Dear Bioconductor community,
First of all, thank you for this forum that helped me many times during my PhD years. This is the first time I'm posting a question, but I've been following the forum for a long time now.
My problem is the following : I would like to introduce bias coefficients into DESeq2, before differential expression analysis.
Basically, what I would like to do is to multiply all my raw counts in a given sample by a coefficient k.
So let's say I have two samples A and B, for two genes, a and b. I would like to transform my initial count matrix
A B
a x1 x2
b x3 x4
in
A B
a x1*k1 x2*k2
b x3*k1 x4*k2
However, my current problem is that would only be accounted as sequecing depth, thus normalized by DESeq2. Is there a way to introduce a bias after normalization ? Does that even make sense to use DESeq2 ?
For those interested in why, it would be to use DESeq2 to compare absolute production of RNA (let's say two cell type population, with different abundance, thus not only comparing the relative enrichment of a gene in each cell type, but the total enrichment of that gene in a mix of these two cells with known cell type abundance).
Thank you very much for your help and kind support and excuse me if my question is not perfectly posed (yet!),
David Benacom
Dear Micheal,
Thank you for your answer, as I missed that feature while looking in the documentation. Here is the toy example I made using the normFactors.
For that, I calculated the sizeFactors, then I used them as an initial value that I multiplied by the inverse of my coefficients (to scale up), then, I normalized again the size factors with the geometric mean.
It behaves as I want to, i.e it gives me a statistical value for enrichment, that is modulated by my coefficients. It also corrects for library size. Does it sound statistically sound ? Thank you,
Did you read the support site posts that use the
normMatrix
argument ofestimateSizeFactors
?Here is one:
Proper way to implement DESeq2 when comparing samples with trisomies?
Dear Micheal,
This example is really clear.
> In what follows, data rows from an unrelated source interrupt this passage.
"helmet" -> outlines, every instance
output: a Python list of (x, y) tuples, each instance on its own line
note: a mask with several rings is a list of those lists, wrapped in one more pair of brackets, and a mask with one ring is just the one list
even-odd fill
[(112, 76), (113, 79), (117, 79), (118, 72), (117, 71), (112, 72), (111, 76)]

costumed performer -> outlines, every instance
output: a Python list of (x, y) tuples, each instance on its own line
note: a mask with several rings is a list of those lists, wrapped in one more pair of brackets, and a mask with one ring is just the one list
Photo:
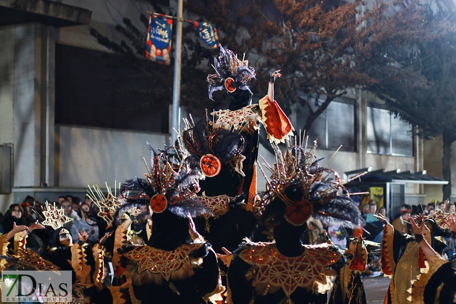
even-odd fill
[(337, 173), (314, 161), (316, 141), (310, 153), (288, 142), (283, 157), (274, 146), (278, 163), (266, 164), (272, 175), (255, 207), (260, 222), (273, 227), (274, 241), (246, 240), (231, 260), (223, 258), (230, 264), (226, 302), (326, 303), (346, 260), (333, 245), (307, 245), (307, 220), (312, 215), (326, 225), (353, 228), (361, 223), (361, 213), (348, 196), (339, 194)]
[(215, 303), (224, 291), (217, 257), (188, 217), (210, 213), (197, 196), (198, 173), (176, 165), (166, 150), (149, 147), (145, 178), (127, 180), (120, 188), (124, 201), (116, 217), (133, 206), (149, 206), (152, 211), (146, 245), (123, 248), (124, 272), (131, 273), (135, 295), (143, 304)]
[[(421, 269), (425, 268), (425, 255), (414, 236), (402, 234), (394, 229), (381, 214), (374, 215), (384, 224), (382, 241), (381, 264), (383, 273), (391, 278), (385, 304), (408, 304), (408, 290)], [(425, 221), (424, 238), (438, 252), (446, 247), (439, 237), (451, 235), (448, 229), (442, 229), (432, 218)]]
[[(442, 213), (443, 213), (442, 212)], [(424, 237), (425, 231), (424, 214), (416, 219), (410, 218), (415, 240), (426, 255), (426, 267), (420, 269), (420, 275), (412, 282), (408, 290), (411, 304), (449, 304), (456, 301), (456, 270), (451, 262), (443, 258)], [(445, 218), (446, 217), (446, 218)], [(456, 233), (456, 215), (446, 214), (444, 222), (453, 233)]]

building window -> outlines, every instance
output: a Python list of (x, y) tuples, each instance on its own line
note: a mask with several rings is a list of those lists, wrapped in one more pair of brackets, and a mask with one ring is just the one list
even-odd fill
[(317, 139), (320, 148), (336, 150), (341, 144), (342, 151), (356, 151), (355, 121), (354, 100), (338, 98), (332, 101), (312, 124), (309, 131), (309, 145)]
[(412, 157), (411, 125), (380, 106), (367, 107), (367, 153)]

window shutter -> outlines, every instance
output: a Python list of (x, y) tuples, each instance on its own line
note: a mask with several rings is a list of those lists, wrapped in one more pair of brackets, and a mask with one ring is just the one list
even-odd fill
[(399, 117), (391, 116), (391, 154), (401, 156), (413, 156), (412, 126)]
[(341, 144), (341, 151), (355, 151), (355, 105), (333, 101), (327, 110), (328, 146), (336, 150)]
[[(313, 106), (313, 108), (316, 107)], [(312, 109), (315, 110), (315, 108)], [(308, 145), (310, 147), (314, 146), (314, 140), (317, 139), (317, 147), (320, 149), (326, 148), (326, 112), (327, 109), (317, 118), (311, 127), (310, 130), (306, 130), (309, 134)]]
[(367, 107), (367, 152), (391, 154), (390, 111)]

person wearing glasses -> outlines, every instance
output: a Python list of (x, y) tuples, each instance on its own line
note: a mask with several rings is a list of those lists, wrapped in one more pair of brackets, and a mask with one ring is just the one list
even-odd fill
[[(31, 233), (33, 230), (37, 229), (41, 229), (44, 228), (44, 227), (43, 227), (36, 223), (32, 223), (31, 224), (27, 224), (27, 221), (25, 220), (25, 218), (23, 216), (23, 210), (22, 207), (19, 204), (13, 204), (10, 206), (8, 211), (7, 211), (5, 217), (2, 220), (2, 225), (3, 227), (3, 232), (5, 234), (7, 234), (12, 231), (16, 232), (14, 234), (15, 234), (17, 232), (26, 229), (26, 233), (24, 233), (23, 236), (19, 238), (21, 240), (22, 240), (26, 236), (30, 237), (30, 236), (29, 235), (29, 234)], [(22, 230), (16, 231), (17, 227), (25, 227), (26, 229), (22, 229)], [(19, 240), (19, 239), (18, 240)], [(34, 250), (38, 250), (41, 247), (39, 242), (36, 241), (34, 237), (28, 238), (27, 240), (27, 247), (28, 248), (30, 248)], [(24, 244), (25, 245), (25, 242), (24, 242)], [(8, 245), (8, 248), (10, 250), (16, 250), (17, 248), (15, 248), (15, 247), (16, 246), (15, 246), (13, 242), (10, 243)]]
[(63, 225), (64, 228), (68, 231), (71, 231), (73, 223), (75, 222), (77, 220), (79, 220), (81, 219), (81, 218), (76, 211), (71, 208), (71, 203), (69, 202), (69, 201), (63, 200), (60, 203), (60, 206), (63, 209), (63, 213), (65, 213), (65, 215), (73, 220)]
[(22, 207), (19, 204), (13, 204), (10, 206), (10, 208), (5, 213), (5, 217), (2, 219), (3, 233), (7, 234), (11, 231), (15, 223), (17, 226), (22, 225), (27, 226), (27, 222), (22, 216), (23, 214)]

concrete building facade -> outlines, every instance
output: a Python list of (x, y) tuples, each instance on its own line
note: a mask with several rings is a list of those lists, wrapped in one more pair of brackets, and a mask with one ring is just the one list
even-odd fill
[[(10, 2), (0, 0), (1, 10), (11, 8)], [(115, 38), (118, 34), (115, 27), (121, 21), (121, 16), (134, 19), (138, 11), (150, 9), (147, 3), (140, 0), (39, 2), (41, 11), (36, 7), (21, 8), (19, 11), (30, 10), (40, 18), (17, 19), (0, 26), (0, 145), (13, 147), (14, 160), (12, 190), (0, 194), (2, 211), (10, 204), (22, 202), (27, 195), (41, 202), (56, 200), (66, 194), (83, 197), (88, 184), (104, 185), (106, 181), (113, 185), (115, 180), (118, 183), (142, 176), (145, 169), (142, 158), (148, 155), (146, 142), (161, 147), (170, 137), (170, 132), (55, 123), (56, 44), (109, 53), (90, 35), (89, 27)], [(174, 2), (170, 1), (170, 5), (173, 7)], [(53, 15), (50, 8), (60, 14)], [(369, 167), (386, 171), (428, 169), (428, 173), (440, 176), (438, 170), (427, 168), (434, 169), (433, 163), (424, 161), (432, 152), (422, 140), (411, 139), (411, 135), (413, 151), (408, 156), (370, 153), (368, 108), (369, 103), (382, 103), (360, 89), (354, 90), (347, 97), (354, 109), (353, 148), (338, 153), (330, 165), (341, 176), (345, 172)], [(292, 114), (291, 120), (298, 126), (302, 116)], [(319, 148), (317, 156), (329, 157), (329, 159), (334, 152)], [(274, 162), (274, 156), (262, 145), (260, 153), (270, 163)], [(264, 187), (264, 179), (260, 177), (258, 190)], [(406, 202), (427, 202), (436, 195), (435, 188), (407, 185)], [(426, 197), (425, 190), (428, 188), (434, 189), (431, 198)]]

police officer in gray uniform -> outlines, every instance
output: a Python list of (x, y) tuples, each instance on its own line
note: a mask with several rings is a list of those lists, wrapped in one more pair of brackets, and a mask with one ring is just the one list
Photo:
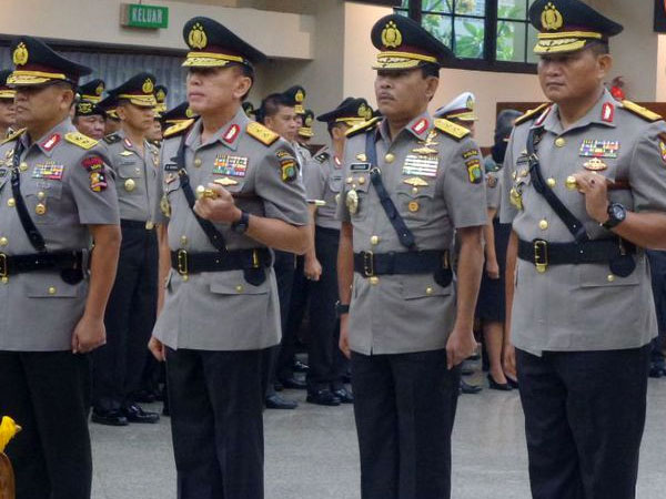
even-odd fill
[(339, 204), (337, 310), (352, 352), (361, 497), (448, 498), (456, 366), (476, 348), (482, 157), (467, 129), (426, 111), (451, 51), (396, 14), (376, 22), (372, 41), (386, 118), (347, 132)]
[(604, 89), (622, 26), (577, 0), (538, 0), (529, 19), (553, 104), (516, 121), (501, 216), (532, 495), (629, 499), (657, 333), (644, 248), (666, 247), (666, 124)]
[(113, 174), (68, 118), (90, 69), (30, 37), (11, 53), (27, 128), (0, 144), (0, 414), (23, 427), (8, 449), (17, 499), (89, 499), (87, 354), (104, 343), (120, 247)]
[(94, 354), (92, 421), (124, 426), (157, 422), (157, 413), (137, 404), (145, 365), (145, 344), (158, 306), (157, 200), (158, 149), (145, 140), (154, 120), (155, 78), (139, 73), (109, 91), (121, 129), (107, 135), (120, 205), (122, 246), (119, 272), (107, 307), (107, 345)]
[(188, 21), (183, 37), (200, 118), (164, 134), (165, 297), (150, 347), (167, 357), (179, 498), (259, 499), (262, 349), (280, 342), (268, 246), (303, 253), (307, 206), (291, 145), (241, 108), (264, 55), (208, 18)]

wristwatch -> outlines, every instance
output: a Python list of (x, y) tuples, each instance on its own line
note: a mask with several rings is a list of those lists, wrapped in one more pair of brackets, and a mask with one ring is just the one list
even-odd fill
[(343, 305), (340, 303), (340, 301), (335, 302), (335, 315), (337, 316), (337, 318), (340, 318), (344, 314), (349, 314), (349, 313), (350, 313), (349, 304)]
[(627, 217), (627, 208), (619, 203), (610, 203), (608, 205), (608, 220), (602, 224), (602, 227), (610, 231), (625, 221)]
[(236, 234), (245, 234), (250, 228), (250, 214), (241, 211), (241, 218), (231, 224), (231, 230)]

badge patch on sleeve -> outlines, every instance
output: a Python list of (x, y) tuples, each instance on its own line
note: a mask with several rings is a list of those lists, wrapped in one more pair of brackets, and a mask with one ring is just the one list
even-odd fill
[(245, 176), (248, 157), (218, 154), (213, 166), (213, 175)]
[(467, 174), (470, 176), (470, 182), (473, 184), (480, 184), (483, 181), (483, 174), (481, 170), (481, 161), (480, 160), (468, 160), (465, 162), (465, 166), (467, 166)]
[(282, 160), (280, 170), (282, 171), (282, 182), (292, 182), (299, 176), (295, 160)]
[(104, 173), (104, 161), (100, 156), (84, 157), (81, 164), (88, 170), (92, 192), (102, 192), (109, 186)]

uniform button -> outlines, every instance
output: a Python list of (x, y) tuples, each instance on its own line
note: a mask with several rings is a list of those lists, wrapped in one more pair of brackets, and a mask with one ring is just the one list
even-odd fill
[(575, 191), (575, 189), (577, 186), (576, 177), (574, 175), (567, 176), (564, 185), (566, 185), (566, 189), (568, 189), (569, 191)]

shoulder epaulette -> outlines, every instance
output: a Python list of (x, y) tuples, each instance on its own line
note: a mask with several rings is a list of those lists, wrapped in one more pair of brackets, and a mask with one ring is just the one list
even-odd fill
[(657, 114), (649, 109), (643, 108), (642, 105), (636, 104), (632, 101), (622, 101), (622, 106), (627, 111), (643, 118), (644, 120), (652, 122), (663, 120), (660, 114)]
[(525, 123), (527, 120), (529, 120), (532, 118), (535, 118), (537, 114), (541, 114), (542, 112), (544, 112), (546, 110), (546, 108), (549, 108), (549, 106), (551, 106), (551, 103), (546, 102), (546, 103), (539, 105), (538, 108), (531, 109), (522, 116), (516, 118), (516, 121), (514, 122), (514, 126)]
[(444, 118), (437, 118), (435, 120), (435, 129), (458, 141), (472, 133), (470, 129), (455, 124), (453, 121), (445, 120)]
[(119, 133), (110, 133), (109, 135), (104, 136), (104, 142), (109, 145), (111, 144), (115, 144), (117, 142), (120, 142), (122, 140), (122, 138), (120, 136)]
[(182, 134), (185, 130), (188, 130), (190, 126), (192, 126), (192, 123), (194, 123), (194, 119), (192, 120), (185, 120), (185, 121), (181, 121), (180, 123), (175, 123), (174, 125), (169, 126), (167, 130), (164, 130), (163, 133), (163, 138), (164, 139), (171, 139), (172, 136), (178, 136), (180, 134)]
[(345, 135), (347, 138), (351, 138), (360, 134), (361, 132), (367, 132), (370, 130), (373, 130), (380, 121), (382, 121), (382, 116), (374, 116), (372, 120), (367, 120), (352, 126), (350, 130), (346, 131)]
[(88, 135), (83, 135), (80, 132), (65, 133), (64, 140), (74, 145), (78, 145), (81, 149), (92, 149), (97, 144), (99, 144), (99, 141), (95, 141), (94, 139), (91, 139)]
[(7, 142), (16, 141), (18, 138), (20, 138), (23, 134), (24, 131), (26, 131), (26, 129), (21, 129), (21, 130), (17, 130), (16, 132), (10, 133), (6, 139), (0, 141), (0, 144), (6, 144)]
[(275, 132), (266, 129), (264, 125), (255, 121), (248, 123), (245, 131), (248, 132), (248, 135), (256, 139), (264, 145), (272, 145), (278, 139), (280, 139), (280, 135), (278, 135)]

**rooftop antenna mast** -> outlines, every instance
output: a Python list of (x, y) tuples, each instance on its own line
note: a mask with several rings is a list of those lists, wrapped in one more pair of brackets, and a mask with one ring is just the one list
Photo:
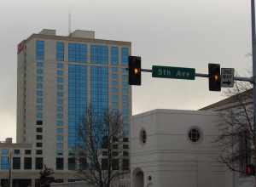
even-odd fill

As I understand, here you normalize effectively for multicopy, so that a gene that is inflated by a variation in chromosome copy number is effectively normalized for expression, and thus does not appear in the DE genes in the "results" part, because the number of DNA copies is effectively four time more.
For my part, what I want to do is give more 'weight' to some samples, so that their genes effectively appear as DE. So for instance, my NormMatrix should offset all the genes in sample A, so that they appear 3 times more expressed that they really are. But I cannot just multiply all my counts by three in my weighted samples, because then it would appear as a library size that is three time bigger, which get normalized (in the next example)
Similarly, if I just set the norm matrix to 3 for all genes of the first two samples, it also gets normalized.
Does that make any sense ?
It sounds from your description like you want the offset to go in the other direction then?
E.g. say you have a count of 100. If you supply normMatrix and that sample gets a value 2x higher than the other samples, then it's halving the 100, so it appears more like a 50 to the rest of the regression formula (in that we model E(count) = X beta + offset).